Diyanet İşleri Başkanlığı Eğitim Merkezi Fıkıh Müderrisi Mehmet Savaş Hoca Hacı Veyiszâde'yi anlatıyor:
Konya'da, Dellâl Pazarında halı ticareti yapan bir arkadaşımız vardı.
Câmiyle cemaatla alakası olan biri değildi pek, önceleri...
Sonra usul usul alıştırdık.
İşte onunla bir gün Câmiye, Aziziye Câmii'ne gittik.
İkindi namazına...
Son saflardayız, kapıya yakın bir yerde.
Namaz kılındı, tesbih çekildi, âmin diyoruz.

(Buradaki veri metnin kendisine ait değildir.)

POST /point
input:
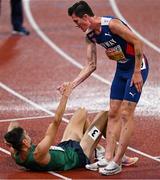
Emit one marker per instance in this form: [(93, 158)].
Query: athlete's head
[(81, 14), (17, 138)]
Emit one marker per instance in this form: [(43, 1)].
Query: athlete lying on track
[(75, 149)]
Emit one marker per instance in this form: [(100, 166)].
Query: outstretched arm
[(88, 68), (43, 147)]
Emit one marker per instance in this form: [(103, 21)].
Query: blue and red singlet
[(122, 52)]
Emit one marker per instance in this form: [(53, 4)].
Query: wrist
[(137, 71)]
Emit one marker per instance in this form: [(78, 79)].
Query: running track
[(32, 67)]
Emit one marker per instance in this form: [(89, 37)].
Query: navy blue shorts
[(83, 159), (121, 89)]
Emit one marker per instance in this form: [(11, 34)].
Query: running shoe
[(99, 153), (128, 161), (111, 169), (95, 166)]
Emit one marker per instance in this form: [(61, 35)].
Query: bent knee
[(126, 116)]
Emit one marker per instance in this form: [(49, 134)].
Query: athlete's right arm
[(43, 147), (90, 64), (88, 68)]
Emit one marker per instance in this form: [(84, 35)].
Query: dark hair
[(15, 137), (79, 9)]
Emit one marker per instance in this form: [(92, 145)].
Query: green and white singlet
[(66, 155)]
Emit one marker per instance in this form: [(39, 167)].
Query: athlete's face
[(82, 23)]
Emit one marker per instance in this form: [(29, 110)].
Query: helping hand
[(137, 81)]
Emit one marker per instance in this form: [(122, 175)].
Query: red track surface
[(31, 68)]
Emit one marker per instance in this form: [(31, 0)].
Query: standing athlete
[(122, 46)]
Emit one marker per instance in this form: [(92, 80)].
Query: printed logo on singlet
[(56, 148), (116, 53)]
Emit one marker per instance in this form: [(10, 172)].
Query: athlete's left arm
[(118, 28)]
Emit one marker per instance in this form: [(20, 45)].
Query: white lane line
[(119, 15), (26, 118), (64, 119), (58, 50), (50, 172), (39, 117)]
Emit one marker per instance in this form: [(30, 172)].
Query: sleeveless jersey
[(116, 48), (60, 159)]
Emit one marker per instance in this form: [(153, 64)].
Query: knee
[(113, 114), (125, 116), (82, 111)]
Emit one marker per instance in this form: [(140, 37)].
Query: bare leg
[(127, 111), (93, 133), (76, 126), (113, 128)]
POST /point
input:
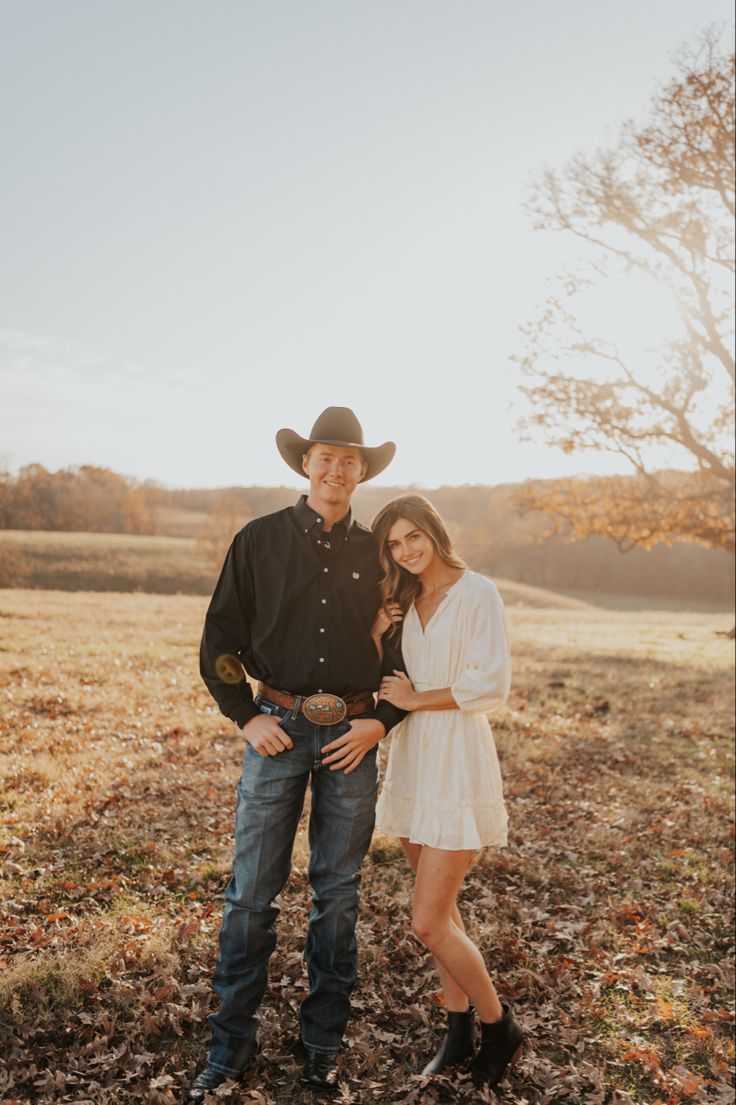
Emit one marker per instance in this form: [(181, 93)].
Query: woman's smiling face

Dua biraz uzayınca, bizim o halı tüccarı arkadaş, benim kulağıma eğildi, Hoca Efendi'ye takılıyor:
-Biliyoruz, Hocalığın var, uzatma gayri işte, elini yüzüne çal da (Fatiha de de) gidelim!.. dedi.
Mihrabla bizim aramızda epey bir mesâfe var.
Hacı Veyiszâde Hoca Efendi dua ederken gözlerini filân da açmaz pek zaten.
Dua bitti,
Hoca Efendi cübbesini çıkarmak üzere odasına gelirken, ben elini öptüm, yüzümü okşadı.
Bizim arkadaş da elini öperken:
-Ülen ahlâksız, gursaksız, ilin duasına ne garışın (niye karışıyorsun)?
Amin diyeceğin kadar de, yorulduğun yerde çık git! diyerek sırtını tapışladı onun.
* Hacı Veyiszâde, Mustafa ÖZDAMAR, 1997, s.231, 232.